Hollow City

“I see what the trouble is. You believe there’s nothing to be gained by being honest with me. That we will kill you regardless of what you do or say. I need you to know this is not the case. However, in the spirit of total honesty, I will say this: you shouldn’t have made us chase you. That was a mistake. This could’ve been so much easier, but now everyone’s angry, you see, because you’ve wasted so much of our time.”

 

 

He flicked a finger toward his soldiers. “These men? They’d like very much to hurt you. I, on the other hand, am able to consider things from your point of view. We do seem frightening, I understand that. Our first meeting, on board my submarine, was regrettably uncivil. What’s more, your ymbrynes have been poisoning you with misinformation about us for generations. So it’s only natural that you’d run. In light of all that, I’m willing to make you what I believe to be a reasonable offer. Show us to the bird right now, and rather than hurting you, we’ll send you off to a nice facility where you’ll be well looked after. Fed every day, each with your own bed … a place no more restrictive than that ridiculous loop you’ve been hiding in all these years.”

 

Mr. White looked at his men and laughed. “Can you believe they spent the last—what is it, seventy years?—on a tiny island, living the same day over and over? Worse than any prison camp I can think of. It would’ve been so much easier to cooperate!” He shrugged, looked back at us. “But pride, venal pride, got the better of you. And to think, all this time we could’ve been working together toward a common good!”

 

“Working together?” said Emma. “You hunted us! Sent monsters to kill us!”

 

Damn it, I thought. Keep quiet.

 

Mr. White made a sad puppy-dog face. “Monsters?” he said.

 

“That hurts. That’s me you’re talking about, you know! Me and all my men here, before we evolved. I’ll try not to take your slight personally, though. The adolescent phase is rarely attractive, whatever the species.” He clapped his hands sharply, which made me jump.

 

“Now then, down to business!”

 

He raked us with a slow, icy stare, as if scanning our ranks for weakness. Which of us would crack first? Which would actually tell him the truth about where Miss Peregrine was?

 

Mr. White zeroed in on Horace.
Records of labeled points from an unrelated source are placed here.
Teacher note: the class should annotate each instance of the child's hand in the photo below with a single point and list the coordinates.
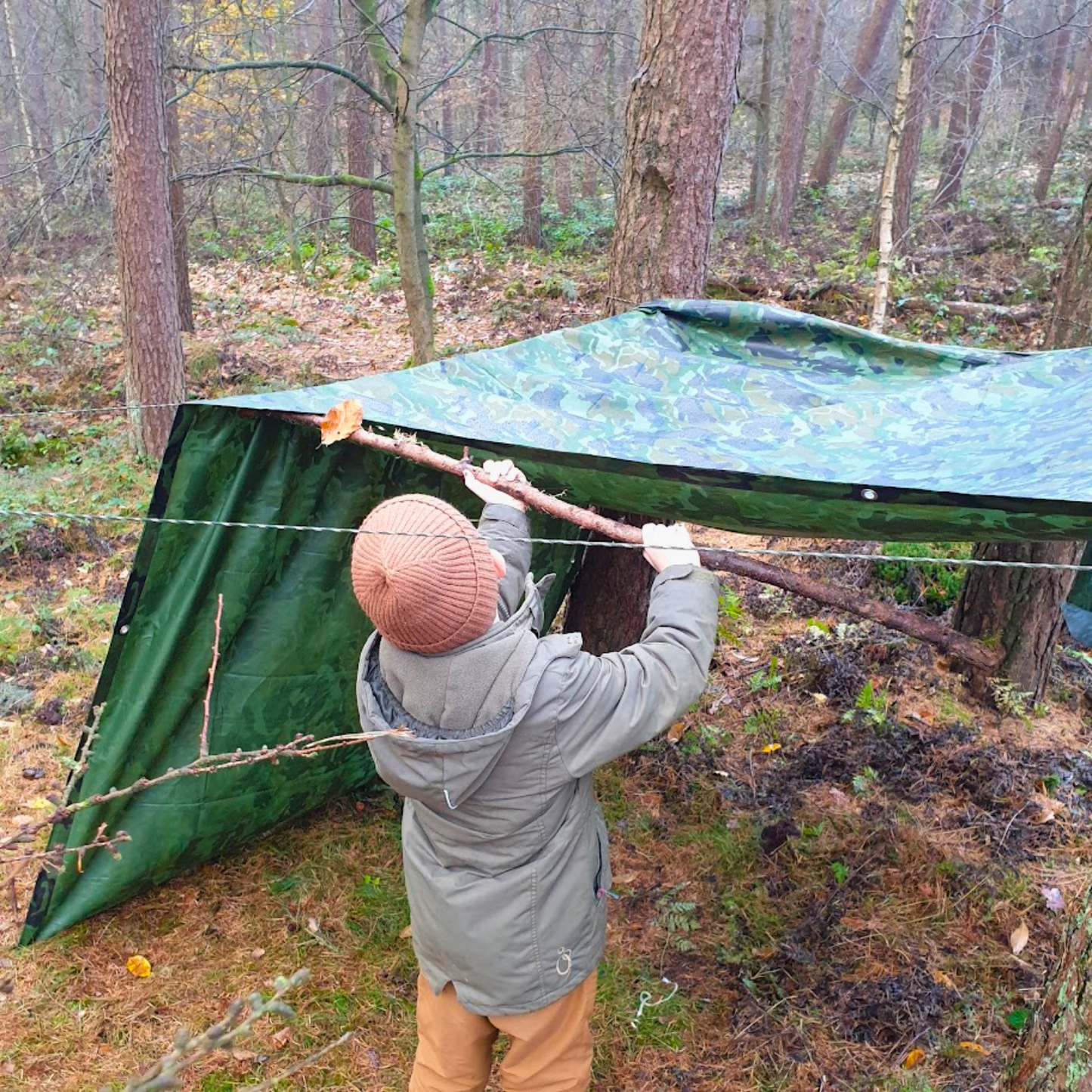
(667, 546)
(503, 470)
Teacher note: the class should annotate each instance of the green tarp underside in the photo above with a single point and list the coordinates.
(731, 415)
(291, 636)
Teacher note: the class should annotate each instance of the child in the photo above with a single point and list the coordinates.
(503, 843)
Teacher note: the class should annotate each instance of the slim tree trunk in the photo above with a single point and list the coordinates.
(967, 110)
(179, 226)
(402, 85)
(533, 84)
(488, 135)
(793, 117)
(154, 370)
(1050, 147)
(676, 122)
(1054, 1055)
(14, 59)
(360, 135)
(760, 165)
(891, 166)
(930, 17)
(320, 122)
(856, 83)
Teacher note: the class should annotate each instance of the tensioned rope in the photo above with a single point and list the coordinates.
(767, 552)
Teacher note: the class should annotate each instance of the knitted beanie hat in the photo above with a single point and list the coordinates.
(422, 594)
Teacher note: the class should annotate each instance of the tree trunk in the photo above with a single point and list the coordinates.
(891, 167)
(154, 370)
(676, 120)
(608, 604)
(967, 108)
(760, 165)
(1053, 1056)
(360, 135)
(1060, 124)
(930, 17)
(320, 122)
(1018, 608)
(794, 117)
(14, 58)
(855, 85)
(179, 226)
(533, 85)
(1072, 321)
(488, 135)
(403, 88)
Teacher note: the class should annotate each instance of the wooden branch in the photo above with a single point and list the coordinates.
(842, 599)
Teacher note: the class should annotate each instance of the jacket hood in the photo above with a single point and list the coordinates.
(460, 708)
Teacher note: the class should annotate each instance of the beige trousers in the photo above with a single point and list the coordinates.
(551, 1050)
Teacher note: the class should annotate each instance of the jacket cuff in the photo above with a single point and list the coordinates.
(505, 513)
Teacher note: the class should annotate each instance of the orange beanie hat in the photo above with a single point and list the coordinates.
(424, 594)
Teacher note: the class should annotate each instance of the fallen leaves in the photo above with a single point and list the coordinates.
(914, 1058)
(139, 967)
(342, 421)
(1055, 900)
(1019, 938)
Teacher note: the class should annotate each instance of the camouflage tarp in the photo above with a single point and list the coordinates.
(733, 415)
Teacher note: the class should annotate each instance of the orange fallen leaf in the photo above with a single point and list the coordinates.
(914, 1058)
(139, 966)
(343, 419)
(1019, 938)
(675, 732)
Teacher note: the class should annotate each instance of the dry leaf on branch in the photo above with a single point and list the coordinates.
(342, 421)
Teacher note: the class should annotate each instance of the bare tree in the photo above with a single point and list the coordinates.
(154, 373)
(676, 122)
(793, 132)
(981, 21)
(854, 88)
(886, 247)
(763, 112)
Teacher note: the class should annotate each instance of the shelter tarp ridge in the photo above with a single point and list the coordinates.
(738, 416)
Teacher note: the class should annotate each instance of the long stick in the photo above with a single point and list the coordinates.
(722, 561)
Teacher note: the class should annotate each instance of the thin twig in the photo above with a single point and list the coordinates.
(203, 753)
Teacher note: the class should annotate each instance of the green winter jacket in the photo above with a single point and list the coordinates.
(503, 843)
He’d recovered from his faint but was still on the floor, crouched and shaking. Mr. White took a decisive step toward him. Horace flinched at the click of his boots.

 

“Stand up, boy.”

 

Horace didn’t move.

 

“Someone get him up.”

 

A soldier yanked Horace up roughly by his arm. Horace cowered before Mr. White, his eyes on the floor.

 

“What’s your name, boy?”

 

“Huh-huh-Horace …”

 

“Well, Huh-Horace, you seem like someone with abundant common sense. So I’ll let you choose.”

 

Horace raised his head slightly. “Choose …?”

 

Mr. White unsheathed the knife from his belt and pointed it at the Gypsies. “Which of these men to kill first. Unless, of course, you’d like to tell me where your ymbryne is. Then no one has to die.”

 

Horace squeezed his eyes shut, as if he could simply wish himself away from here.

 

“Or,” Mr. White said, “if you’d rather not choose one of them, I’d be happy to choose one of you. Would you rather do that?”

 

“No!”

 

“Then tell me!” Mr. White thundered, his lips snarling back to reveal gleaming teeth.

 

“Don’t tell them anything, syndrigasti!” shouted Bekhir—and then one of the soldiers kicked him in the stomach, and he groaned and fell quiet.

 

Mr. White reached out and grabbed Horace by the chin, trying to force him to look right into his horrible blank eyes. “You’ll tell me, won’t you? You’ll tell me, and I won’t hurt you.”

 

“Yes,” Horace said, still squeezing his eyes shut—still wishing himself gone, yet still here.

 

“Yes, what?”

 

Horace drew a shaking breath. “Yes, I’ll tell you.”

 

“Don’t!” shouted Emma.

 

Oh God, I thought. He’s going to give her up. He’s too weak.

 

We should’ve left him at the menagerie …

 

“Shh,” Mr. White hissed in his ear. “Don’t listen to them. Now, go ahead, son. Tell me where that bird is.”

 

“She’s in the drawer,” said Horace.

 

Mr. White’s unibrow knit together. “The drawer. What drawer?”

 

“Same one she’s always been in,” said Horace.

 

He shook Horace by the jaw and shouted, “What drawer?!”

 

Horace started to say something, then closed his mouth. Swallowed hard. Stiffened his back. Then his eyes came open and he looked hard into Mr. White’s and said, “Your mother’s knickers drawer,” and he spat right in Mr. White’s face.

 

Mr. White slammed Horace in the side of the head with the handle of his knife. Olive screamed and several of us flinched in vicarious pain as Horace dropped to the floor like a sack of potatoes, loose change and train tickets spilling out of his pockets.

 

“What’s this?” said Mr. White, bending down to look.

 

“I caught them trying to catch a train,” said the soldier who’d caught us.

 

“Why are you just telling me this now?”

 

The soldier faltered. “I thought—”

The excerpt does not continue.